As part of his management plan at the time, a cardiothoracic surgery team was immediately contacted for urgent assessment and management of the patient, and the surgeon promptly reinserted a chest tube. In addition, the patient was initiated on antibiotics, which included intravenous ceftriaxone and oral metronidazole for a period of 2 weeks, followed by a week of oral antibiotics with metronidazole and oral azithromycin. The patient reported slight improvement in symptoms, particularly difficulty in breathing and right chest pain, in the first few days after insertion of the chest tube. However, on daily monitoring of the chest tube drainage, persistent bubbling was noted after almost a week of insertion. A check CXR (Fig. 1d) was performed, which showed worsening pneumothorax and appearance of a new air–fluid level in the right hemithorax, despite presence of the chest tube. This was indicative of a possible communication between the bronchial tree and the pleural space. With the findings of persistent bubbling on chest tube drainage monitoring and increasing pneumothorax on check CXR, a chest computed tomography (CT) scan (Fig. 3) was performed, revealing a bronchopleural fistula in the right hemithorax. In addition, the chest CT scan showed a large pyo-pneumothorax with partial right middle and lower lung lobe collapse, a large thick-walled cavity in the residual right upper lobe, and mild mediastinal shift to the right side.
A diagnosis of an HIV-positive patient with MDR-TB complicated with a bronchopleural fistula and pyo-pneumothorax was made. The management for the pulmonary complications (bronchopleural fistula and pyo-pneumothorax) was taken over by the cardiothoracic surgeons, who maintained the chest tube drainage. The patient continued his MDR-TB treatment and ART as prescribed and was monitored for any complications that could arise from presence of a bronchopleural fistula, especially tension pneumothorax. The patient continued to be ill with respiratory symptoms, right chest pain, and occasional difficulty in breathing. Although a repeat CXR had indicated improvement in the pneumothorax after diagnosis of the bronchopleural fistula and management with a chest tube, a CXR (Fig. 1e) performed a month later showed recurring pneumothorax.

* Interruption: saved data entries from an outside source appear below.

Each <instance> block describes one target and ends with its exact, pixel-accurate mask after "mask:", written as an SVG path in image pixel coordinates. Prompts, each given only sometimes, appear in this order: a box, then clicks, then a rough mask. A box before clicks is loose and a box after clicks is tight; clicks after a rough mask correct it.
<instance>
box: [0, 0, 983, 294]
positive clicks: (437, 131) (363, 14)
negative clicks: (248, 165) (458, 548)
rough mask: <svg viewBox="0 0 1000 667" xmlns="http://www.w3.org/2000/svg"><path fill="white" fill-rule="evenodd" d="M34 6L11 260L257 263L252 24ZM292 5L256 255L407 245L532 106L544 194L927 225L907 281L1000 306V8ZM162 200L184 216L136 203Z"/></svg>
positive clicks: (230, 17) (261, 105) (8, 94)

Concerning MDR-TB treatment, monthly monitoring of sputum with TB cultures indicated presence of culture conversion at approximately 4 months post MDR-TB treatment initiation. While on the ward, the patient continued to develop recurrent pneumothorax, possibly resulting from the bronchopleural fistula, despite the management he was receiving, until the family opted for his discharge from the ward against medical advice.
Notably, in the family and social history, it was discovered that the patient was in a HIV-discordant relationship (his wife being HIV negative) and had four children who lived with him in a small, one-roomed house. The patient reported taking moderate alcohol, mainly a local gin called waragi, until 2 months prior to the current readmission, when he stopped because he believed that the persistent cough was resulting from his social habits. The household contacts were traced and screened for TB as well. None of the contacts were found to have active TB. The patient received counseling about his social habits and possible ways to avoid transmission of MDR-TB to his contacts, especially his immediate family.